Don Sanderson, a 21-year-old rookie defenceman for the senior AAA Whitby Dunlops of the Ontario Hockey Association, died this month after hitting his unprotected head - his helmet came off - on the ice during a fight.

But William Trudell, a 23-year-old who used to play AAA hockey in Winnipeg, said head injuries have always been a risk of the sport.

"It's a hazard of the game," said Mr. Trudell, who has had 13 concussions from hockey and football, and who suffers from migraines. "You can't have a contact game without somebody getting hurt."

Now a carpenter in Toronto, he suffered his last concussion when he was 21 and playing competitive hockey.

"It was one of those where I am standing up and I thought, 'Wow, this sucks. It's not worth it,' " he said. He now plays house league for fun.

Similarly, 35-year-old Stephen Lepper of Brandon estimates he has had four concussions after skiing and hockey accidents, not including a couple of "blackouts" he experienced playing hockey in his youth.

In June of 2005, he had his last concussion; six months later, he had a seizure. His doctor said the seizure may have been caused by that final concussion.

"I'd probably change a few things if I knew more about the potential consequences of concussions, like how aggressively I played," said Mr. Lepper, who takes medication for seizures. "You can't put yourself in a bubble; you have to kind of accept potential consequences."

Indeed, Mr.

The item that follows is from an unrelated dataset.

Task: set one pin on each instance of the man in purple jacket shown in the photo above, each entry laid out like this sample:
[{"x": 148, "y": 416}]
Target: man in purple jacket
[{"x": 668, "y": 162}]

Lepper, a sales representative, is keen for his three-year-old son, Luke, to get into the game when he is ready.

Paul Comper, a neuropsychologist and researcher at Toronto Rehab, has seen parents who want advice about whether to pull their children, who have suffered concussions, out of sports.

"My job is to advise that there may be implications cognitively," Dr. Comper said. "It could produce problems emotionally and psychologically because we know there's a propensity for emotional and psychological difficulties following concussion such as depression, personality changes and irritability."

Still, more often than not, parents decide to forge ahead, particularly if there is only one concussion and there has been a full recovery, such as the case with Samantha Yurechuk.

"I feel fine now," said Samantha, hours before her Thursday night practice. "I was so lightheaded; I couldn't get up and walk around too much."

She followed doctors' orders, taking a week off the ice and waiting until she was symptom-free during activity before returning to play.

Others have had much longer periods away from the ice, suggesting that her concussion is far more mild.

Her mother, Judy Yurechuk, sees the concussion as an accident - it was two teammates crashing into one other - and it's the only injury her daughter has suffered in a decade of playing hockey.

But she does have an issue with her daughter snowboarding without a helmet, the wearing of which is apparently deemed uncool by the teenage set.

"I have more fear of her injuring herself that way," Ms. Yurechuk said.